# Aqueon Minibow 2.5



## Church (Sep 14, 2004)

The bulb that comes with it is rather unsuitable, actually. I used to have one of those minibows, and I had to replace the bulb with one of those 10w 6500k walmart bulbs. That being said, once I replaced the bulb, it grew low-light plants just fine.

Here's a pic of the tank, from back when it was up and running:











The only reason it was dismantled is that I ended up not liking the bowfront, and went with a standard, flat-glass 2.5g instead. Just remember that 2.5 gallons is not much water at ALL, and you will have to constantly top off, because any fluctuations will be drastic and harm/kill your livestock. It's an ongoing problem of mine, which is why my 2.5 is currently devoid of any animal life.

Hope that helps.


----------



## Eden Marel (Jan 28, 2010)

I have the Aqueon 5g, and yes you do need to switch the bulb since it is incandescent. I too do not like the bow front, so I'll be buying a Aqueon 5.5g rectangle glass soon and use the bwofront to house some snails.

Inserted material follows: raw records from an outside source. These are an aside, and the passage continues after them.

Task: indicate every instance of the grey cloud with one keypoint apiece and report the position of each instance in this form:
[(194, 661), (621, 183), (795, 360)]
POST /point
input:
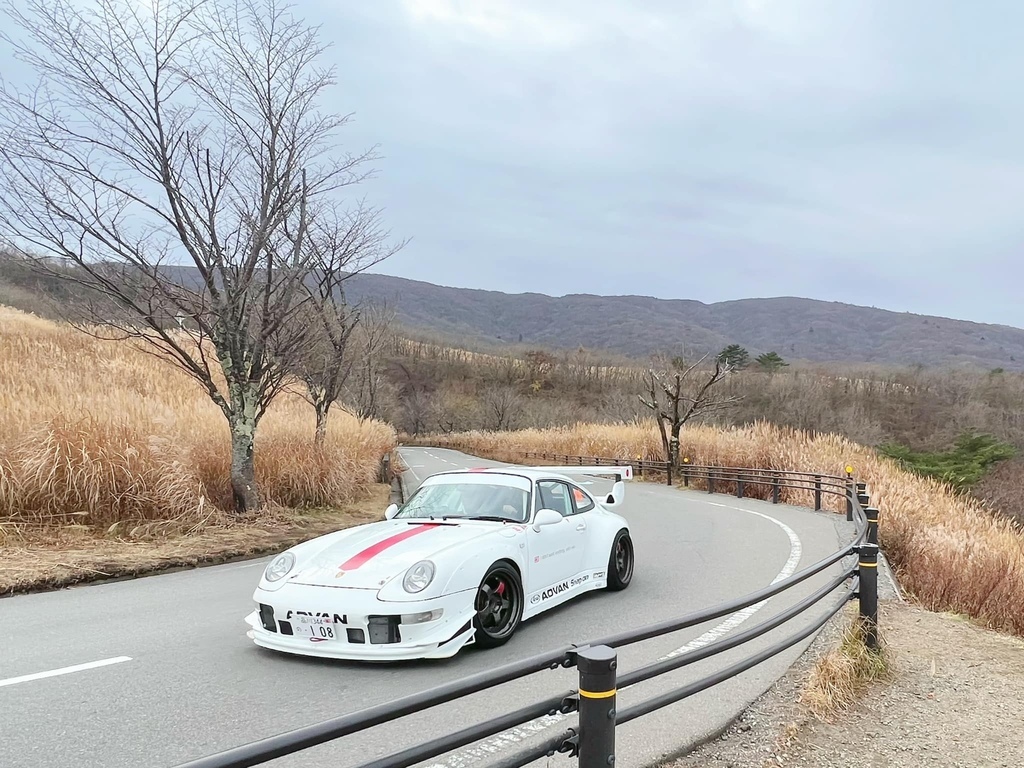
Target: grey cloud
[(863, 152)]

The filter is also very weak, so you can basically only have a single betta in there, a few shrimps and some low light plants.


----------



## chrisnif (Aug 20, 2010)

Hmm I've got a walmart 5.5 gallon sitting under a 20 gallon I've got. Maybe I'll build an overflow/powerhead filter (like a nanocube) and make it about 3 gallons volume 2.5ish in front. It has a screw base so I could put the same walmart bulb in and have much more filter, and square (actually ends up being a cube, you put the 5.5 gallon sidewides). I'll have to see.

As far as top off I kinda figured. I run a reef tank with no top what so ever (light hanging above the tank) it's a 20H and I run at least a gallon a day in top off, and my 56 gallon semi-planted lake tanganyika tank loses 4 gallons a week, so thats no issue. I may look into the 2.5 gallon all glass too.


----------